VantageLinks is a dedicated Information Technology (IT) staffing company supporting our clients with all their IT Needs. We currently have an opening for a Security Threat Specialist II with one of our premier clients.
THIS IS A DIRECT ROLE WITH OUR CLIENT. WE ARE UNABLE TO ACCEPT H1B CANDIDATES AND PLEASE NO STAFFING AGENCIES.
Responsible for coordinating with InfoSec Team and trusted Third Party Provider for Threat Detection & Response activities to manage Incident Response procedures from Preparation through to Root Cause Analysis, Lessons Learned, & Closure. Researches, communicates and prepares remediation guidance on current Threats and Vulnerabilities. This position involves additional support requirements such as 24-hour on-call coverage for High-Severity Security Incidents. Although travel is usually planned in advance- issues can arise which could warrant immediate travel to one or more satellite locations.

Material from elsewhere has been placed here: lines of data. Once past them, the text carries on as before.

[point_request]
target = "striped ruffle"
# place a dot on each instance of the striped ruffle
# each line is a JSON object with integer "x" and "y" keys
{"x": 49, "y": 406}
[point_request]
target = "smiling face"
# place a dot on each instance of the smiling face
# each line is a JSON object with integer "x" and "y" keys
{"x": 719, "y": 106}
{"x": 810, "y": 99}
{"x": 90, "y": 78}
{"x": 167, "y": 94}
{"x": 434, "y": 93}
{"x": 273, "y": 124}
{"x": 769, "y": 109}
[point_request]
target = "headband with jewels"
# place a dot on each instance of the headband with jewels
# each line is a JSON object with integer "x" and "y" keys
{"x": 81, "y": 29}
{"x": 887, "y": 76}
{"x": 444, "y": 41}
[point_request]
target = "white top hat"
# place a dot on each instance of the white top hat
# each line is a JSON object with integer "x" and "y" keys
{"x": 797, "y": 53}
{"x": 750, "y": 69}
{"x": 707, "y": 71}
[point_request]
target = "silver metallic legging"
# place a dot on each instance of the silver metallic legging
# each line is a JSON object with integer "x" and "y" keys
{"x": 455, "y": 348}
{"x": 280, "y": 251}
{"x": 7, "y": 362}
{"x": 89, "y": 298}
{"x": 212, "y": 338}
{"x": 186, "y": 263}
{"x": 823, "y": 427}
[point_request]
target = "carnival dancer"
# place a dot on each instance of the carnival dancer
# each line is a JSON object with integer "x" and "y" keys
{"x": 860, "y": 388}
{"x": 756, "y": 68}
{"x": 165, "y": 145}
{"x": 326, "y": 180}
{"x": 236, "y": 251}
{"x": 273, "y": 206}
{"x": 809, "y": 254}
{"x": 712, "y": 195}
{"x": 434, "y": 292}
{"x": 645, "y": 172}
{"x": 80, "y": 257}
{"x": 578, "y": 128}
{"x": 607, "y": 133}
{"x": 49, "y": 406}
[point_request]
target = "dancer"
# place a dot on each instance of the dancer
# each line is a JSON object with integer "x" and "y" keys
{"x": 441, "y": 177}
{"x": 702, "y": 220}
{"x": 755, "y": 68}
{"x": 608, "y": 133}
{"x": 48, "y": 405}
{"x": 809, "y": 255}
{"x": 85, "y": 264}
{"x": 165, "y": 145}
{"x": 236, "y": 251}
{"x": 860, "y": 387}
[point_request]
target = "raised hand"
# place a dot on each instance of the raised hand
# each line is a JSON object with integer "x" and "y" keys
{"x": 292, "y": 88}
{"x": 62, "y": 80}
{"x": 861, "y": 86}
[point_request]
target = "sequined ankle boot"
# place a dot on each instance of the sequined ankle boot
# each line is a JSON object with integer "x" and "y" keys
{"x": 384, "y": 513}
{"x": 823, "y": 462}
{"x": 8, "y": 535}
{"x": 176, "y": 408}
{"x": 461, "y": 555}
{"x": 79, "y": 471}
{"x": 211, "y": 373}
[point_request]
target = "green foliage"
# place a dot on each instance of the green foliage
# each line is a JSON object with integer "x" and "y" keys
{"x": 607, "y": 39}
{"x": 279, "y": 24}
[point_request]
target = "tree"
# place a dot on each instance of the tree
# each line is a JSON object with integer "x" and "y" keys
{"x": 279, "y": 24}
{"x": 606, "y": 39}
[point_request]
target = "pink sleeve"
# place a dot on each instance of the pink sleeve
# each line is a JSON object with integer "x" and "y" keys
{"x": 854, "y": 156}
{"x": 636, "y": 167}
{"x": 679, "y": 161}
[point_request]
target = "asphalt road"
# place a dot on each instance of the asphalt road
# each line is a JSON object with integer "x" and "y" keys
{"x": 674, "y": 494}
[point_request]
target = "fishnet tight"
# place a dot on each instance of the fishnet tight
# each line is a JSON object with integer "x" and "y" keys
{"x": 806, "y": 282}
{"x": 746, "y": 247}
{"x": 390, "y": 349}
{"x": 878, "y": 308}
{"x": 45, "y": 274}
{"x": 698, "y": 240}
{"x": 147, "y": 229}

Essential Functions Statement(s)
- Lead research, analysis, and response for all security-related alerts through the complete Incident
- Response life cycle including effective and timely escalation and communication
- Perform SIEM monitoring, query, analysis, tuning, and reporting as well as deeper anomaly analysis involving network traffic, IDS/IPS/DLP events, packet captures, and FW logs
- Develop advanced queries, correlations, and alerts to detect adversary actions as needed
- Provide forensic analysis of packet captures, internal/external DNS, Netflow, Endpoint Protection logs, as well as logs from various types of security sensors and controls systems
- Assist in incident response activities such as host triage and retrieval, malware analysis, remote system analysis, end-user interviews, and remediation efforts including response and investigation efforts into advanced persistent threats
- Compile detailed investigation and analysis reports for upstream Incident reporting
- Analyze and evaluate effectiveness and compliance of security control technologies relative to current and forecasted malicious threat landscape
- Perform Root Cause Analysis of security incidents for further tuning and improvement of detection and response effectiveness
- Perform regular updates of existing Playbooks based on changes in the Threat Landscape or upon discovery of new threat tactics to improve Incident Response procedures.
• Organization - Adequately plan, organize, communicate, and execute an array of activities from simple tasks and complex projects to deliver results in a timely and fiscally responsible manner with personal accountability.
• Interactions With Others - Must be a team player who interacts well with other members of the IT and other company associates. Must seek out and share information and develop trust and rapport with coworkers at all levels in the organization.
• Interpersonal Skills - Focuses on solving conflict, not blaming; Maintains confidentiality; Listens to others without interrupting; Keeps emotions under control; Remains open to others ideas and tries new things. Social skills are essential
• Judgment - Displays willingness to make decisions; Exhibits sound and accurate judgment; Supports and explains reasoning for decisions; Includes appropriate people in decision-making process; Makes timely decisions.
• Motivation - Sets and achieves challenging goals. Demonstrate persistence and overcome obstacles. Measure self against standard of excellence. Take calculated risks to accomplish goals.
• Oral Communication - Speaks clearly and persuasively in positive or negative situations; Listens and gets clarification; Responds well to questions; Participates in meetings.
• Teamwork - Balances team and individual responsibilities; Exhibits objectivity and openness to others views; Gives and welcomes feedback; Contributes to building a positive team spirit; Puts success of team above own interests; Able to build morale and group commitments to goals and objectives; Supports everyone's efforts to succeed.
• Written Communication - Writes clearly and informatively; Edits work for spelling and grammar; Varies writing style to meet needs; Presents numerical data effectively; Able to read and interpret written information.
• Working Relationships - Ability to obtain and appropriate the proper usage of equipment, facilities, materials, as well as personnel.
• Accuracy - Ability to perform work accurately and thoroughly.
• Active Listening - Ability to actively attend to, convey, and understand the comments and questions of others.
• Initiative - Ability to make decisions or take actions to solve a problem or reach a goal.
SKILLS & ABILITIES
Bachelor Degree (minimum), or equivalent experience; Certified Cyber Threat Analyst (CCTA) - or- GIAC Cyber Threat Intelligence (GCTI) certification or equivalent experience required.
- 4-7 years’ experience in Cybersecurity Operations.
- 3-5 years’ direct experience in Incident Response.
- Significant Information Security Domain knowledge, Forensic Analysis/Research skills, and Functional Networking knowledge and skills required.
- IT Functional Windows/UNIX Administration & Hardening experience preferred.
Various security control configuration, current SIEM, Anti-Malware/Endpoint Protection, Active Directory, IDS/IPS/Firewall, TCP/IP, PCAP, etc. RegeX, Python, PowerShell are highly desirable.
- Must be self-motivated, team oriented and possess strong communication and interpersonal skills.
- Candidate should possess strong organizational skills, be detail oriented, and self-motivated with a demonstrated ability to problem solve.
- Strong sense of urgency and strong commitment to quality customer service is required.